For the new study, researchers gave the original DON drug and the souped-up DRP-104 drug to mice implanted with tumors. In mice that received DRP-104, the researchers found 11 times more active drug in the tumor compared with the gastrointestinal tract (gut). Both drugs completely wiped out the tumor, but DON caused more gut toxicity in the mice than DRP-104.
Slusher and study co-authors Rana Rais, Pavel Majer and Jonathan Powell co-founded a biotechnology company, Dracen Pharmaceuticals Inc, which licensed this new prodrug for clinical development. DRP-104 is in phase I/II clinical trials at sites across the U.S., including the Johns Hopkins Kimmel Cancer Center, for people with advanced-stage solid tumors. Slusher says her Johns Hopkins Drug Discovery lab is also actively looking for other drugs that have failed clinical trials because of toxicity problems. They hope to apply this same prodrug design to medicines for other conditions.
This research was funded by the National Institutes of Health’s National Cancer Institute and National Institute of Neurological Disorders and Stroke R01CA193895, R01CA229451, R01NS103927, R01CA226765, the Bloomberg~Kimmel Institute for Cancer Immunotherapy at Johns Hopkins and CureSearch for Children’s Cancer.
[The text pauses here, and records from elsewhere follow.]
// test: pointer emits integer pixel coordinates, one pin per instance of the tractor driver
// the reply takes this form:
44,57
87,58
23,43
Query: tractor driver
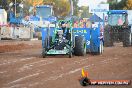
65,28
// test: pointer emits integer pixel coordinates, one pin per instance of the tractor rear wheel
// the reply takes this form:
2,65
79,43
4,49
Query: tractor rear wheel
70,52
43,53
80,46
127,38
108,37
101,48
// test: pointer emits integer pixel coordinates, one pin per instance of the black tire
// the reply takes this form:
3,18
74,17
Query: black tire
108,42
100,49
80,46
46,42
127,38
85,81
44,48
131,39
43,53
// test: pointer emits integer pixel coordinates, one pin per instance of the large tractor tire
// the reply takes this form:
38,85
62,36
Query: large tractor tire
80,46
131,39
127,38
101,48
70,52
107,37
44,48
43,53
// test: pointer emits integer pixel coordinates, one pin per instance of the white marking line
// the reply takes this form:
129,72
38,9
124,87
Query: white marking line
10,62
29,66
23,78
68,73
76,70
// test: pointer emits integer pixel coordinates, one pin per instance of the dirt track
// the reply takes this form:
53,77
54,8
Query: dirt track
23,67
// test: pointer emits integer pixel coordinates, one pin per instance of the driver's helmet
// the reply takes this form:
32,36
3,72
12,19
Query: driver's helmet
63,24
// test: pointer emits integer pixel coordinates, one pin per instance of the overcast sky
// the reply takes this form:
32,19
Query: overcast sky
89,2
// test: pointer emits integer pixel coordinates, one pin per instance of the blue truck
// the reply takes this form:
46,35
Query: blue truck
81,40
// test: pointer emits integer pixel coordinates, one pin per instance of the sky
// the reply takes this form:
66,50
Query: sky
89,2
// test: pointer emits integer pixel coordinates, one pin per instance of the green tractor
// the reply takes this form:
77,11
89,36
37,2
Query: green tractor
62,41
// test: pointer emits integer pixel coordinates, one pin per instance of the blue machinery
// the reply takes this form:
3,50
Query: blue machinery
94,42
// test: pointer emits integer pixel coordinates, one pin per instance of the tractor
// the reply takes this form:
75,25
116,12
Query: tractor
62,41
118,28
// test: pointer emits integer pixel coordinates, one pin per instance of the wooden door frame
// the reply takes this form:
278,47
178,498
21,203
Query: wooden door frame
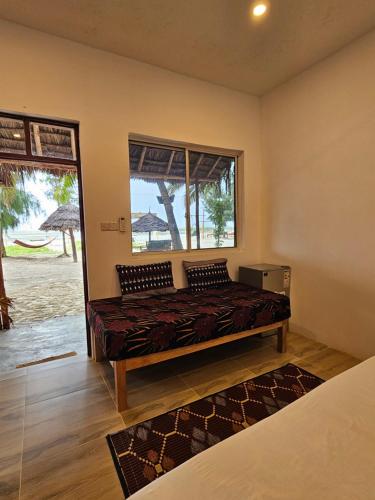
69,164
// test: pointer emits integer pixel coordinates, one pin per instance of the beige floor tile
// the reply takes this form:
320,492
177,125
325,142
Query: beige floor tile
12,393
45,384
157,407
11,438
214,375
254,357
328,363
148,384
301,346
55,425
19,372
83,472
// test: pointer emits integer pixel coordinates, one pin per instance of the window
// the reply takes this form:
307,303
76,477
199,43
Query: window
44,140
159,176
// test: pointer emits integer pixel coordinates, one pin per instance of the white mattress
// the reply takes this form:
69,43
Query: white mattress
320,447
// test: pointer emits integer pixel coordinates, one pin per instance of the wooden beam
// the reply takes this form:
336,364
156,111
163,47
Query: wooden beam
157,357
141,160
38,144
197,165
170,162
214,166
167,178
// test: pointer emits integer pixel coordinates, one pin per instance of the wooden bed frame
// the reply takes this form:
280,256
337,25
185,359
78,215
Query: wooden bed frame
121,367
Additional Johns Hopkins authors of the study include Kathryn Lemberg, Lukáš Tenora, Matthew Arwood, Arindom Pal, Jesse Alt, Ying Wu, Jenny Lam, Joanna Marie Aguilar, Liang Zhao, Diane Peters, Carolyn Tallon, Rajeev Pandey, Ajit Thomas, Ranjeet Dash, Tanguy Seiwert, Robert Leone and Jonathan Powell. Pavel Majer is from the Academy of Sciences of the Czech Republic.
Slusher, Rais, Tenora, Majer, Alt and Powell are inventors on Johns Hopkins University patents covering novel glutamine antagonist prodrugs described in this research. These patents have been licensed to Dracen Pharmaceuticals Inc. Slusher, Rais, Majer and Powell are founders and hold equity in Dracen Pharmaceuticals Inc. Slusher also serves as a scientific consultant to Dracen. Under a license agreement between Dracen Pharmaceuticals, Inc. and the Johns Hopkins University, the University is entitled to royalty distributions related to technology cited in the study and referenced in this press release.
This arrangement has been reviewed and approved by The Johns Hopkins University in accordance with its conflict of interest policies.